The district court dismissed for lack of subject matter jurisdiction, and the Third Circuit affirmed. A partnership (like ML&B) doesn’t count for purposes of diversity and alienage jurisdiction; only its partners do. And a dual American-British citizen who resides and plans to stay in a non-U.S. location doesn’t have any "State" citizenship under the grant of diversity jurisdiction. His or her U.S. citizenship, moreover, overwhelms allegiance to a foreign power under the alienage prong. The partner’s status defeated the complete diversity/alienage requirement and required dismissal for want of jurisdiction. Swiger v. Allegheny Energy, Inc., No. 07-1706 (3d Cir. Aug. 25, 2008).

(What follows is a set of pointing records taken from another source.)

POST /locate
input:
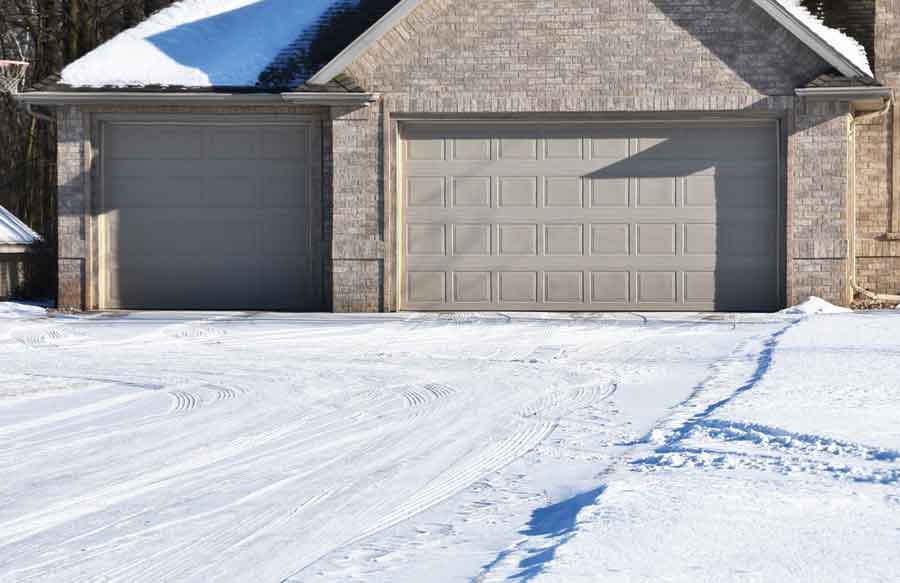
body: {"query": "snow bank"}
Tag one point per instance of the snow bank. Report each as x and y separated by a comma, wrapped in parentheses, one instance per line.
(842, 43)
(15, 232)
(815, 305)
(198, 43)
(13, 310)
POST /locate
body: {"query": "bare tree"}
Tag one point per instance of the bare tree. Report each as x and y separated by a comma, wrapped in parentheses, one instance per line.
(49, 34)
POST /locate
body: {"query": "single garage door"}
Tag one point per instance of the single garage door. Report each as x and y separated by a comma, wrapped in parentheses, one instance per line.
(211, 216)
(590, 217)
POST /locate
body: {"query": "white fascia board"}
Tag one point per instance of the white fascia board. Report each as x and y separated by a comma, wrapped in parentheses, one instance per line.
(811, 39)
(149, 97)
(343, 60)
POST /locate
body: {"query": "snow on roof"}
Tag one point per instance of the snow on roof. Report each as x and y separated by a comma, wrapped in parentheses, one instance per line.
(230, 43)
(15, 232)
(199, 43)
(844, 44)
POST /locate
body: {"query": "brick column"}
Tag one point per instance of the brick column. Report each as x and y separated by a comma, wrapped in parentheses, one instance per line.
(818, 209)
(72, 206)
(357, 210)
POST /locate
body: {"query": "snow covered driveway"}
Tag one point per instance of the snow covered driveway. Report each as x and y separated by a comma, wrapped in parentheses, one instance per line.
(259, 447)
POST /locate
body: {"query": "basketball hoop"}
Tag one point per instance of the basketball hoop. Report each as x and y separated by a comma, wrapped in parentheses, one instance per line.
(12, 75)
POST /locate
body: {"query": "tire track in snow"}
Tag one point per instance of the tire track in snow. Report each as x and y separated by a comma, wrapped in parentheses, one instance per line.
(497, 455)
(55, 418)
(46, 336)
(302, 431)
(183, 401)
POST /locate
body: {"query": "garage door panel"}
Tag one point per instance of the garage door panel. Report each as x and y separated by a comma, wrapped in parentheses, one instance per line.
(470, 192)
(570, 217)
(230, 229)
(143, 142)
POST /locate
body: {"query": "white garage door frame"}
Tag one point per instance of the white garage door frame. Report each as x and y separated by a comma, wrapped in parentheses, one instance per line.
(97, 227)
(400, 123)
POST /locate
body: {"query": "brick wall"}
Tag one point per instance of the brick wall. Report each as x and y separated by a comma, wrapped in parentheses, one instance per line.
(877, 259)
(72, 155)
(357, 219)
(818, 203)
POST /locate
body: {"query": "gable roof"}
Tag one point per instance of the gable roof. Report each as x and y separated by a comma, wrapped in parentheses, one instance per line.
(15, 232)
(838, 49)
(269, 44)
(226, 44)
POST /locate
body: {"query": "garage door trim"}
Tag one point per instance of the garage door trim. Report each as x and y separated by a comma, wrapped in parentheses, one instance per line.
(402, 124)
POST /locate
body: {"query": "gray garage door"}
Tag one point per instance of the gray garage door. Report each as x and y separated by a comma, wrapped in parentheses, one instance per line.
(582, 217)
(211, 216)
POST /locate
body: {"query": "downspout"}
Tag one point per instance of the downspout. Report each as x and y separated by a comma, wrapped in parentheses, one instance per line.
(854, 120)
(37, 115)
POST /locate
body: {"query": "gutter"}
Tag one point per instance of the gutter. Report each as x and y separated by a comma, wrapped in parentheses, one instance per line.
(845, 93)
(187, 98)
(387, 22)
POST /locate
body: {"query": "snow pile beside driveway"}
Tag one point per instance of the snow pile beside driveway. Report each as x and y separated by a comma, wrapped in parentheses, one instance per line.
(254, 448)
(13, 310)
(815, 305)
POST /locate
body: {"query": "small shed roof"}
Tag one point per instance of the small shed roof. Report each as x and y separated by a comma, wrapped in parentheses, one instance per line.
(15, 232)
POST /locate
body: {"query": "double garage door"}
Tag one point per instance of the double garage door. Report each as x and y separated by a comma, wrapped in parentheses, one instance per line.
(590, 217)
(212, 215)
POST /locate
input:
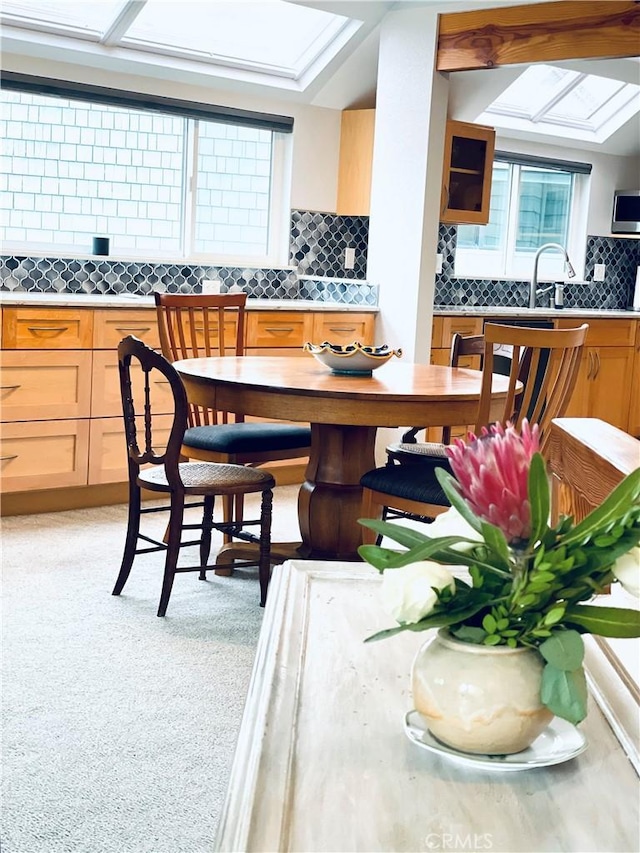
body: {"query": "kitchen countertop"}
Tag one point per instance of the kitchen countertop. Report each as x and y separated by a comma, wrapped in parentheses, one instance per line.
(501, 311)
(83, 300)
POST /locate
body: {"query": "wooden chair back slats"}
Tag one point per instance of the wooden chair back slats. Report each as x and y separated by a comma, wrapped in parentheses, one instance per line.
(139, 409)
(554, 358)
(198, 326)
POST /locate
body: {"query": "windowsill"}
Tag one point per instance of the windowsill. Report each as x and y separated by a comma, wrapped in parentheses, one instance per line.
(234, 263)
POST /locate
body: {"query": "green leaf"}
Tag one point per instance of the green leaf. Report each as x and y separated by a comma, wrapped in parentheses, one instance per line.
(610, 510)
(450, 488)
(564, 693)
(563, 650)
(489, 624)
(604, 621)
(538, 490)
(469, 634)
(495, 540)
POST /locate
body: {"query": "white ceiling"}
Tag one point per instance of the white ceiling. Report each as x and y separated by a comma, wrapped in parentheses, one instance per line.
(349, 79)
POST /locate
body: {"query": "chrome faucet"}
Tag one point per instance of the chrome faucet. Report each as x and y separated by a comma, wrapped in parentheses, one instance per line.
(534, 291)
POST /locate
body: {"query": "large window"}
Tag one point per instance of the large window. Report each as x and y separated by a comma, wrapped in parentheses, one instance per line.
(531, 205)
(158, 185)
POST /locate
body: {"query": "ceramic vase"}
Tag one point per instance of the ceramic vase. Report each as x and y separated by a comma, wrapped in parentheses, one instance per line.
(479, 699)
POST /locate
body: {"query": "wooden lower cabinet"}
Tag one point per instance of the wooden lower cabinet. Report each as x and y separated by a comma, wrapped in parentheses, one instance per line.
(45, 385)
(106, 400)
(603, 388)
(107, 447)
(634, 405)
(343, 328)
(44, 454)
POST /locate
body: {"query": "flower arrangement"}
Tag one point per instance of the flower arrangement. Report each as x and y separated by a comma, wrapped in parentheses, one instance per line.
(528, 581)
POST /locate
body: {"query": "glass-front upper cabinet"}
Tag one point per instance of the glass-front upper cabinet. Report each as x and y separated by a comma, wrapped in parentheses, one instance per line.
(466, 177)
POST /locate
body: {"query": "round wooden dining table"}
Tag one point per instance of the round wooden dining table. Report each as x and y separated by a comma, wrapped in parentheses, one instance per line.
(344, 412)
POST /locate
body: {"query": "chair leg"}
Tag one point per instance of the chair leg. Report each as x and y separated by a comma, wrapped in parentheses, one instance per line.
(205, 541)
(133, 528)
(370, 509)
(173, 549)
(264, 566)
(227, 515)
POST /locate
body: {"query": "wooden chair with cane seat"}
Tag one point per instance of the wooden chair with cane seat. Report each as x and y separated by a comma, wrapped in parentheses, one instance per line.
(167, 475)
(198, 326)
(553, 360)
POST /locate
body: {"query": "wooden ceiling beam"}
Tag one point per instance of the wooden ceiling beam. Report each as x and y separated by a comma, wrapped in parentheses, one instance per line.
(542, 32)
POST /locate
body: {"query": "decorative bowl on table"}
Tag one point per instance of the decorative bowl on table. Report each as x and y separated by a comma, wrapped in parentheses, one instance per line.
(354, 358)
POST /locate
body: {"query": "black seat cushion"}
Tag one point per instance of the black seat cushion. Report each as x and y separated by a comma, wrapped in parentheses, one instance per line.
(412, 482)
(247, 437)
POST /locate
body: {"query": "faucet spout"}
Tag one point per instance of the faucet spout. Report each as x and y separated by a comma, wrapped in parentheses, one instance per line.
(533, 285)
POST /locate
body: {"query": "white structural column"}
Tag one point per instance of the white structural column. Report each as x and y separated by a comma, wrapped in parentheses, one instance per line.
(411, 111)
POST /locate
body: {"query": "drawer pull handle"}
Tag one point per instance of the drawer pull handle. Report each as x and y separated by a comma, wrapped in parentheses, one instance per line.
(36, 329)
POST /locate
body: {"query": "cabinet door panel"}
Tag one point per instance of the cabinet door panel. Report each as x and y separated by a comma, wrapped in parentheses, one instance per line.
(47, 328)
(45, 385)
(277, 329)
(111, 326)
(108, 450)
(609, 397)
(608, 333)
(44, 455)
(343, 328)
(466, 177)
(105, 394)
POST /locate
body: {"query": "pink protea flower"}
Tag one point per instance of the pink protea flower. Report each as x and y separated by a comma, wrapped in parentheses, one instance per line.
(492, 472)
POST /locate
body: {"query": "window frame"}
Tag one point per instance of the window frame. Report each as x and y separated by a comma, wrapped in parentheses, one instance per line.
(281, 127)
(551, 265)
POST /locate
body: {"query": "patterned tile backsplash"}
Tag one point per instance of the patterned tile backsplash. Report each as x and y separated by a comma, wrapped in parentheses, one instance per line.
(620, 255)
(318, 242)
(317, 253)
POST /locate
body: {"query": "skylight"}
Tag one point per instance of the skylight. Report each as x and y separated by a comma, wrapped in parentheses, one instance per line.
(264, 36)
(558, 101)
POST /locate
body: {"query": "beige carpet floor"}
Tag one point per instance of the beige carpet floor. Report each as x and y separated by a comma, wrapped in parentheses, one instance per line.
(118, 727)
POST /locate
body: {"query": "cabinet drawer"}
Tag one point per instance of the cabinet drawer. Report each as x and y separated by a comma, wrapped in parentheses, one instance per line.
(105, 393)
(611, 333)
(462, 325)
(47, 328)
(44, 455)
(110, 327)
(45, 385)
(276, 329)
(108, 449)
(343, 328)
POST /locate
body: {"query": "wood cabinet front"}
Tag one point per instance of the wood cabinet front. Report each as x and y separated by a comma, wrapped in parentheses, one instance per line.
(44, 454)
(466, 178)
(111, 326)
(47, 328)
(278, 329)
(45, 385)
(343, 328)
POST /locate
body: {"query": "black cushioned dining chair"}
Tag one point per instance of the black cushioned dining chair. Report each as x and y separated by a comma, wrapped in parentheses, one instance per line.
(552, 358)
(147, 444)
(199, 326)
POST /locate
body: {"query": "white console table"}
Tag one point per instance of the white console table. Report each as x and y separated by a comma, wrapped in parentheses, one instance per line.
(322, 762)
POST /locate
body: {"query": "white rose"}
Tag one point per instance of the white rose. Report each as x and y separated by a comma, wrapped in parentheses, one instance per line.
(451, 523)
(407, 593)
(627, 570)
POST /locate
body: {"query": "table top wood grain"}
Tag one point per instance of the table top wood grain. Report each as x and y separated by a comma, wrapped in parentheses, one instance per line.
(323, 764)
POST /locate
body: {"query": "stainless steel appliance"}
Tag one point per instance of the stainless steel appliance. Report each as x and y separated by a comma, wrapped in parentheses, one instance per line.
(626, 212)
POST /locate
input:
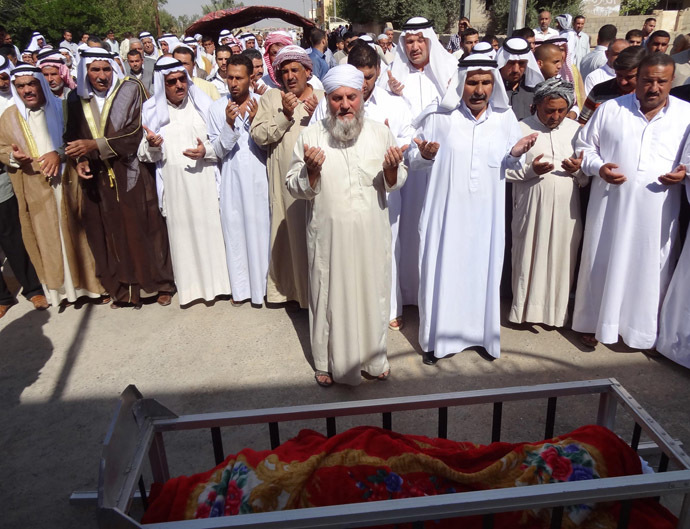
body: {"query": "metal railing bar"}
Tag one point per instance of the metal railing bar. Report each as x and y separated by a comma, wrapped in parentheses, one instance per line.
(550, 417)
(443, 422)
(362, 407)
(217, 441)
(482, 502)
(496, 422)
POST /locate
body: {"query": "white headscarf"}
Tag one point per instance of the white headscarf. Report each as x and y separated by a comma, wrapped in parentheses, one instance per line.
(53, 106)
(89, 55)
(518, 49)
(343, 75)
(245, 37)
(442, 65)
(472, 63)
(155, 114)
(33, 45)
(170, 39)
(485, 49)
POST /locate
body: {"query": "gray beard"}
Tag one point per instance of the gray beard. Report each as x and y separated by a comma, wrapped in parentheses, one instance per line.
(344, 133)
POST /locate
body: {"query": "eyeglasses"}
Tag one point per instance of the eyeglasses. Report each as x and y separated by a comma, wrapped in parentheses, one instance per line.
(173, 82)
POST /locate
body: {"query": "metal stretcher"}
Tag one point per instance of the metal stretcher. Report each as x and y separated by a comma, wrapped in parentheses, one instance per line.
(136, 432)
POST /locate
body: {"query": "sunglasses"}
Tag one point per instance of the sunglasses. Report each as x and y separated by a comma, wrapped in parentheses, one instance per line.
(173, 82)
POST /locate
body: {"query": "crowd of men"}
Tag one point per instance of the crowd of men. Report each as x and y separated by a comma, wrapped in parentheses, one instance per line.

All of which took Blawgletter back to a case we read in law school — by happenstance the same one at which Mr. Lubar matriculated. The Memorandum Order in United States ex rel. Mayo v. Satan and His Staff, Misc. No. 5357 (W.D. Pa. Dec. 3, 1971), describes a pro se claim against Beezlebub for causing "misery" from placement of "deliberate obstacles in plaintiff’s path" and for causing "plaintiff’s downfall." United States District Judge Weber, in dismissing the lawsuit, remarked on the question of jurisdiction:
While the official records disclose no case where this defendant has appeared as a defendant there is an unofficial account of a trial in New Hampshire where this defendant filed an action of mortgage foreclosure as plaintiff. The defendant in that action was represented by the preemininent advocate of that day, and raised the defense that the plaintiff was a foreign prince with no standing to sue in an American Court. This defense was overcome by overwhelming evidence to the contrary. Whether this would raise an estoppel in the present case we are unable to determine at this time.